Are we ready for our first Christmas Countdown mystery? Let’s celebrate 20 days until Christmas with:

The Undoing of Saint Silvanus: A Novel by Beth Moore

Thoughts Before Reading:

This is Beth Moore’s first novel after years of nonfiction. It was something new, but something she had been thinking about doing for a while.

It was suggested by my sister blog after she read it for book club. It isn’t a Christmas centered mystery, but does have important scenes that take place at Christmas, so I thought I would set it out for our first review.
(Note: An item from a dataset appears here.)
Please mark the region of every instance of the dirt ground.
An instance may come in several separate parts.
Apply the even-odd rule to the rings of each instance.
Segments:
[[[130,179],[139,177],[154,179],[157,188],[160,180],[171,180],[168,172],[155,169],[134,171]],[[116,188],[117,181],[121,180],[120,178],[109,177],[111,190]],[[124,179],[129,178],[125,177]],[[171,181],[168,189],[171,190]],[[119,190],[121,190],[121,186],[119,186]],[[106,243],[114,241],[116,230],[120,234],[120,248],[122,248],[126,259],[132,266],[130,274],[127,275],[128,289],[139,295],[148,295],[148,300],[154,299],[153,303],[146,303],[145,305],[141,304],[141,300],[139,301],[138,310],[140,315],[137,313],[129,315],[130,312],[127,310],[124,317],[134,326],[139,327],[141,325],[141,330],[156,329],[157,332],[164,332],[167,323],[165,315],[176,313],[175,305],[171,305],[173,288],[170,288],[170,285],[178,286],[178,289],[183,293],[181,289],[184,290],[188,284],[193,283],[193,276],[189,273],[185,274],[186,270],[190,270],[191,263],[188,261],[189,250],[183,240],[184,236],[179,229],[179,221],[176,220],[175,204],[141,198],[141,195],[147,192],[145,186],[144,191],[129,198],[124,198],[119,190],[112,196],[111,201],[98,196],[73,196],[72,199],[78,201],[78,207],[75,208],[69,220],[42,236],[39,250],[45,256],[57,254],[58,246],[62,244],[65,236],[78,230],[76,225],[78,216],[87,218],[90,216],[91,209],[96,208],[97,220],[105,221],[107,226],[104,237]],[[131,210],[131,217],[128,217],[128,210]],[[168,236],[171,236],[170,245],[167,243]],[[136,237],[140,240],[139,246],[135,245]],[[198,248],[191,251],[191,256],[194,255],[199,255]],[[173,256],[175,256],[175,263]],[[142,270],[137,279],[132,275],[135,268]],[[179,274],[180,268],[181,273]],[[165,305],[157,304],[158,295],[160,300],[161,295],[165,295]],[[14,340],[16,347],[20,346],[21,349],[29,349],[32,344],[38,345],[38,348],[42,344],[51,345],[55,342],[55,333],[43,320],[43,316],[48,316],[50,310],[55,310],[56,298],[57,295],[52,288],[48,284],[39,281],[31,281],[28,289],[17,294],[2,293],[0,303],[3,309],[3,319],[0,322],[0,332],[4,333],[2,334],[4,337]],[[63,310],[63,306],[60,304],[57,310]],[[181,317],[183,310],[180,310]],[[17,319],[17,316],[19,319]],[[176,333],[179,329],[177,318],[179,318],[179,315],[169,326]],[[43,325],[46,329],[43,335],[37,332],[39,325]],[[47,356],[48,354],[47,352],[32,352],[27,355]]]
Jillian Slater is living in San Francisco in an controlling and very bad relationship. But when she discovers that her boyfriend is cheating on her she is hit hard and unsure of what to do.

Then she receives a call that her long estranged father is dead.

And that her grandmother, the ice queen, who she also hasn’t seen in over twenty years is offering to pay her way to New Orleans so she could attend the funeral.

As her life is currently in shambles, Jillian decides to take it.

However, there is a lot that was kept from her. It turns out that the housekeeper, Adella Atwater, came up with the idea for a family reunion, not her grandmother, Olivia.

It also turns out that she lives in an church turned boarding house-full of all kinds of characters. There is David a forty-year old bachelor and music teacher; Carrie a student in medical school and always studying or working; and an elderly dementia suffering woman.

With no money, no reason to go back to San Francisco, and not sure what to do…she remains in the house.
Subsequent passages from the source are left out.